"To SEEK, TO FIND AND NOT TO YIELD"

Thursday

Whither is the Asylum?

 What is madness?Is madness a construct of society defined in the inability to seek the highest point of intelligence on a scientific scale? If Intelligence is perceived as a relative term, then what about the highest points of normality or for that matter abnormality? Different people transgress social norms but why is it that a mad man is necessarily the one enclosed within a mental institution? If abnormality is defined as transgression from socially accepted norms of normality, then what about revolutionaries, radical philosophers or to be more succinct the many attempts of artists to project a post-postmodern readings of the world. Is one who deviates from social norms mad or rebellious or simply disobedient?And  is it possible to understand abnormality and normality as exclusive concepts?
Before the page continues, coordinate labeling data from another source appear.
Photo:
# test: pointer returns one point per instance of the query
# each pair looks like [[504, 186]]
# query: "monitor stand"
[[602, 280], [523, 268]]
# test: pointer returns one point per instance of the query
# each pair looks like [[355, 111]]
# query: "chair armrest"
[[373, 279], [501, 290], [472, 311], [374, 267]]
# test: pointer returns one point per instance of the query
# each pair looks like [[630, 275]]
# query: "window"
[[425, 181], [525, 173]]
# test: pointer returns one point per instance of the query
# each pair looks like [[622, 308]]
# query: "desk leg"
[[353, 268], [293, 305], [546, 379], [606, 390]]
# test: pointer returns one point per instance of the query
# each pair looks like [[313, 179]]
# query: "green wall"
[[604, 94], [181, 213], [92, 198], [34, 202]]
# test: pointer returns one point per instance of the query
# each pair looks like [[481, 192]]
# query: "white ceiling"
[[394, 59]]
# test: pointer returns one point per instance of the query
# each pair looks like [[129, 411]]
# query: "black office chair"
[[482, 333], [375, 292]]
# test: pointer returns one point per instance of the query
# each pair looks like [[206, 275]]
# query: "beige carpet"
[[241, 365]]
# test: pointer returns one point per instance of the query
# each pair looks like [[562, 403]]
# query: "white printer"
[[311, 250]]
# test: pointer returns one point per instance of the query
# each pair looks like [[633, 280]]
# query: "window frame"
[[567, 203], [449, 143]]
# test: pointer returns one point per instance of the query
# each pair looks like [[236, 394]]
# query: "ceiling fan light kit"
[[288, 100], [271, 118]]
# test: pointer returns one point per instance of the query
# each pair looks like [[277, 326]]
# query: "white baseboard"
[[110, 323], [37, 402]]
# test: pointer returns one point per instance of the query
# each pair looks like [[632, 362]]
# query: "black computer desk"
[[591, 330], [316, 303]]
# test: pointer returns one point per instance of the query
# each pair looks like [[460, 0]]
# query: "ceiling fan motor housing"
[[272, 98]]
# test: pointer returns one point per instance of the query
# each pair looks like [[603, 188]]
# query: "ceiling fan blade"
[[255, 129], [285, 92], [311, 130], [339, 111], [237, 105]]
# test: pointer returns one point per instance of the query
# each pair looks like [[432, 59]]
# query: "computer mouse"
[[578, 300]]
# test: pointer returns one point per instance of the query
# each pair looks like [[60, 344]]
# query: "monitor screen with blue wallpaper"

Can reason be free of the presence of fancy?The human mind essentially visualizes and visualization involves a definite element of imagination.  Why is fear used both to discipline a child making its formal entry into society and to exercise the power of the medical gaze?What explains the relative limits within which the medical gaze may state the return to normality after the psychoanalytical couch?

Wednesday

Bureaucracy or Colonial legacy?

The bureaucracy as a system bears an uncanny resemblance to the colonial administrative structure. Hence it has not made a radical break with the past however the bureaucracy is being articulated into a democratic set up by the nation state.The democratic process demanded service to the masses but the bureaucracy paradoxically works through the Janus faced administration through a nation sate which has been largely modelled upon the colonial predecessor and other colonial structures. But the violence that followed freedom partition movements laid a necessity to make bureaucracy work through the colonial model since as a critic observes," Given the rising tide of communal violence, the government needed a system it could rely on-one that could enforce law and order". But perhaps as Shashi Tharoor Former UN diplomat, noted ,'Bureaucracy is [...] simultaneously the most crippling of Indian diseases and the highest of Indian art-forms'. Continuity was the watchword and the civil service continued in the tradition of the colonial governance. Perhaps among the many factors that ail the system one cannot dismiss the unbroken continuity between colonial structures of the past and their shadows upon the political/bureaucratic structures of the nation-state.